When launching a new product or service, managers or project leaders tend to overlook one of the most important indicators – cost of delay. Delaying the launch of product might have a significant impact on the future value of the product and it´s popularity in the market. This week we have prepared for you a story of two jetliners McDonnel Douglas Dc- 10 and Lockheed/Rolls Royce L1011 TriStar.


When inferior product wins

In the study conducted by Henrich Greve and Marc-David Seidel, the focus is to investigate the advantage in determining which technologies get adopted and which do not. In the study the products that have been tracked are two wide-body jet aircrafts: McDonnell Douglas DC-10 and Lockheed Martin´s L1011 TriStar.

The aircrafts in a study, were at launch considered to be of the same quality and performance. DC-10 has been introduced to the market one year earlier then L1011. After both of these, products have entered the market, it became clearly obvious that L1011 has been superior in nearly every way.

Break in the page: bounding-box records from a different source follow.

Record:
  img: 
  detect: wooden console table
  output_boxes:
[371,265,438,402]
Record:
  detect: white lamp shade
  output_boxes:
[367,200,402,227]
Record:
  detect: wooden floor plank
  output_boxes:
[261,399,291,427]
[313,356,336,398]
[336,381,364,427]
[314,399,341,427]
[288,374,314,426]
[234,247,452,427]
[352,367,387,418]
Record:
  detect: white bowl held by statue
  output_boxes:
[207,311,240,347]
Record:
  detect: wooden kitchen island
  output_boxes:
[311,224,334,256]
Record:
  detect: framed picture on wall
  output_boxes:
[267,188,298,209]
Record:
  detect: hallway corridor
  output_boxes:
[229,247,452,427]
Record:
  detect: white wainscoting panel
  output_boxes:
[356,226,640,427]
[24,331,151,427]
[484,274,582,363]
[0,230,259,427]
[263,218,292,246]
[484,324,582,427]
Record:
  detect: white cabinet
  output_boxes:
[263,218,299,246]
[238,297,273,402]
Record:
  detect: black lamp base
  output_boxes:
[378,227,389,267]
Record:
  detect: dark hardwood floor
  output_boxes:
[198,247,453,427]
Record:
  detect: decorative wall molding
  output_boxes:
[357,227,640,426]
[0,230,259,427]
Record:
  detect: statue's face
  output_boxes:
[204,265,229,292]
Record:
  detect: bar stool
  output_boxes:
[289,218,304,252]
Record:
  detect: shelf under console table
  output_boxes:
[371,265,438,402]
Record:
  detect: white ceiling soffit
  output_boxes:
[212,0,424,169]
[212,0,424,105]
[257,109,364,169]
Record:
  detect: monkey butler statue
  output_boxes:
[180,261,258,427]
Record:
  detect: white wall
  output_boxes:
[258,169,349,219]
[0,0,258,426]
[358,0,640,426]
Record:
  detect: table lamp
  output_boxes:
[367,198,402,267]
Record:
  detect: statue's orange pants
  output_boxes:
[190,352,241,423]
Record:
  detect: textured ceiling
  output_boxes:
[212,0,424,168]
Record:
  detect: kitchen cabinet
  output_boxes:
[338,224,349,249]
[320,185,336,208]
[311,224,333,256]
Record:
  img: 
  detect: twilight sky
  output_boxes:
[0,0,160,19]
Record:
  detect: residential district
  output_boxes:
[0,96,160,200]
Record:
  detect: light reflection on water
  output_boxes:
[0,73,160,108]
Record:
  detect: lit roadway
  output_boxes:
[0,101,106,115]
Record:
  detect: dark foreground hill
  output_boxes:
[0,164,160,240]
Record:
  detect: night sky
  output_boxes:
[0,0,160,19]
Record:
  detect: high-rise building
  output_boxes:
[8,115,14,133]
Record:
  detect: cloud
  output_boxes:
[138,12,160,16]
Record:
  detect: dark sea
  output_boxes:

DC-10 had multiple issues ranging from small ones such as fuel indicator being faulty, to big ones such us cargo door separating from the plane mid-flight.

In the 2 decades that the planes were produced, DC-10 has completely beaten L1011 in sales.

DC-10 has made more then twice the sales of L1011. How did an obviously inferior product, kept beating the superior product in sales for nearly 20 years?

Both planes have been developed as jets with a new type of propulsion. Both were supposed to be at the cutting edge of technology. In the development phase there were multiple hurdles to get through, even though Rolls Royce has pushed L-1011 into a corner and have delayed the launch by year in order to release a perfect product, DC-10 has dominated market for the 20 years of production only by releasing the aircraft a year before its competition.

It´s about the time, not performance

This example can show us that trends in the market do not change radically. Most of the time the products which are introduced to the market earlier then the competition, tend to perform better.

In the competition for adoption, early entry to the market can decide between the success and failure of the product, as shown in the example above, where the yearlong delay in delivery has created a scenario where inferior product has dominated the market over the product which was multiple levels inferior. It is thus important to take this metric seriously, as cost of delay can dramatically impact not just costs of the project but profits as well.